Kişiye, mesleğine ve canlandırdığı karaktere aktarmaya çalıştığı devasa öz-anlayışa saygıyla söylendi. Ama insan sadece çabayla yaşamaz. Büyük Hırs, Büyük olmaktan ziyade Aşırıdır . Moretti ile bir tartışmayı anlarım. O birçok şeyi yanlış anlıyor ama bazılarını da gerçekten doğru anlıyor. Ayrıca çok temel ve basit olmayan bir dil kullanıyor . Ama geri kalanı için, açıkçası, elinizde Denetim Müdürlükleri, müzeler, kütüphaneler, müzik, tiyatro ve Pompei veya Herculaneum parşömenleri varken vergi kredisinin militanca taahhüdüne yanıt vermekten kaçınırdım.

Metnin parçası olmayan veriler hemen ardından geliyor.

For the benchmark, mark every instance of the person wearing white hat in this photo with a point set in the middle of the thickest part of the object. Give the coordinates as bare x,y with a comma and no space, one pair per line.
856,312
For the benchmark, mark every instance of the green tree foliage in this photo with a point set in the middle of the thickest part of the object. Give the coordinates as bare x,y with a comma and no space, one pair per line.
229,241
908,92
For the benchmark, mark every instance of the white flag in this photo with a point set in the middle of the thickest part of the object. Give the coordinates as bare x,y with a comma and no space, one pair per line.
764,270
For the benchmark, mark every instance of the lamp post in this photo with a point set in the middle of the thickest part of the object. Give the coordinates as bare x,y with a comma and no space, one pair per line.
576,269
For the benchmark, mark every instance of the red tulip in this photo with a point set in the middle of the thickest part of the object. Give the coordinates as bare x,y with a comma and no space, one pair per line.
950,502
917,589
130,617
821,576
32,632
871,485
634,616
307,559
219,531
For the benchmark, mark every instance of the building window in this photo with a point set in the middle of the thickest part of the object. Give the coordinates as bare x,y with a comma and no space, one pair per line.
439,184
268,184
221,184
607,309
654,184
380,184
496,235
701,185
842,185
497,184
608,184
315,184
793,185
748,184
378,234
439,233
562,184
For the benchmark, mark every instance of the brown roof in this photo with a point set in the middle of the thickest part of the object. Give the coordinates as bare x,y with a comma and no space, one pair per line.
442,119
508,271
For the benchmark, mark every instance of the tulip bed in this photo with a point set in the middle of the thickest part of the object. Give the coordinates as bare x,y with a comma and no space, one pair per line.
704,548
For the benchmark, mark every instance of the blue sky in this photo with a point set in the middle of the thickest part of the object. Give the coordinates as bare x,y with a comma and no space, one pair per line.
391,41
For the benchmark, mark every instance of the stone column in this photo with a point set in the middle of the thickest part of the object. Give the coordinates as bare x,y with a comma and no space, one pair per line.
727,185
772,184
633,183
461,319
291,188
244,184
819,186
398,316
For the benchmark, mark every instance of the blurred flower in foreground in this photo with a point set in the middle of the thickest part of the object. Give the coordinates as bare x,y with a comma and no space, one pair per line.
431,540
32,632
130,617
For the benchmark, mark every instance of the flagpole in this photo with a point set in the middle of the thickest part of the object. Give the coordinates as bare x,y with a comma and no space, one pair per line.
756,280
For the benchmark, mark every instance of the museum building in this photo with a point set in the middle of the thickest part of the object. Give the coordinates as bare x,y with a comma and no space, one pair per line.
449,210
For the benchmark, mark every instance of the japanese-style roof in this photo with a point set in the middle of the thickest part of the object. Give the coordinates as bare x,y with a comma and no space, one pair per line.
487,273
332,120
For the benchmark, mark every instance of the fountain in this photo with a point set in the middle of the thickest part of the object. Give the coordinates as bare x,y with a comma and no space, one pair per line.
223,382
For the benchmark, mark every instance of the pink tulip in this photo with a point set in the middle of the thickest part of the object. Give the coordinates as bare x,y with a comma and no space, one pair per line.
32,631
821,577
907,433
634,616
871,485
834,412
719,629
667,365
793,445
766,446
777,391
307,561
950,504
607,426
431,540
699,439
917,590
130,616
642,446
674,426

Bu bir kibir meselesi değil. Kültür Bakanlığı, büyük hırslara sahip bir lider olan Giovanni Spadolini tarafından kurulmuş olması tesadüf değildir, hassas bir konudur, dış ve savunma politikası kadar değerlidir, İtalya gibi bir ülkede güçlü bir kimlik vakfına sahiptir ve Giuli, bunun kuruşlarla harcanamayacağını, imzanın veya Mario Scelba'nın dediği gibi kültürün (ulusal politik geleneğin tarihindeki en anlamlı tanımlardan biri, çünkü büyük Scelba -hatırlayalım- sadece çevik kuvvet polisi ve neo-faşizmi ortadan kaldıran yasa kurumu değildir) gökkubbesinin sefil sahnesinde bir şeyler inşa etmek için tasarlanmış bir çalışma ve kazı çalışması değerinde olduğunu ilk bilen kişidir. Kültür bugün her yerde yaygın, her şey kültür ve kitle sanatçısı giderek daha yanlış anlaşılarak, giderek daha fazla işkence görerek, giderek daha fazla ikiyüzlüleşerek homurdanıyor. Ben hala zaman varken bazı çatışmalardan çekilmemiz gerektiğini düşünüyorum. Germanolar ve Montanariler, sanatın ve kendi çalışkanlıklarının taleplerini aşarak, kin dolu bir artçı ruha bürünen saygın kültürel aktörlerdir . Bunlar, fikirleri Garibaldi tarzında, Kültür Bakanlığı'nın iyi ve kötüyü çerçeveleyen ve dağıtan, kurumların, en ağır ve en önemli olanlarının, kendi tonlarıyla karşı çıkmayı reddetmeleri gereken, ciddi konulara saklanmaları gereken bir rejimin gerçek tonuyla ele alarak mahveden insanlardır. Kanaatimce mükemmel bir yönetici ve politikacı olan Bakan Franceschini, Spadolini'nin yaptığı gibi, daha ciddi meselelerle genel olarak başa çıkabilmek için, uygun tavizler ve caydırmalarla bu dağınık ideolojik orduları kontrol altında tuttu. Giuli'nin üstünlüğünden de beklenen budur; onlara, Freud sonrası meşhur nüktedanlıkta olduğu gibi, aşağılık kompleksleri olmadığını, gerçekten aşağı olduklarını hatırlatır.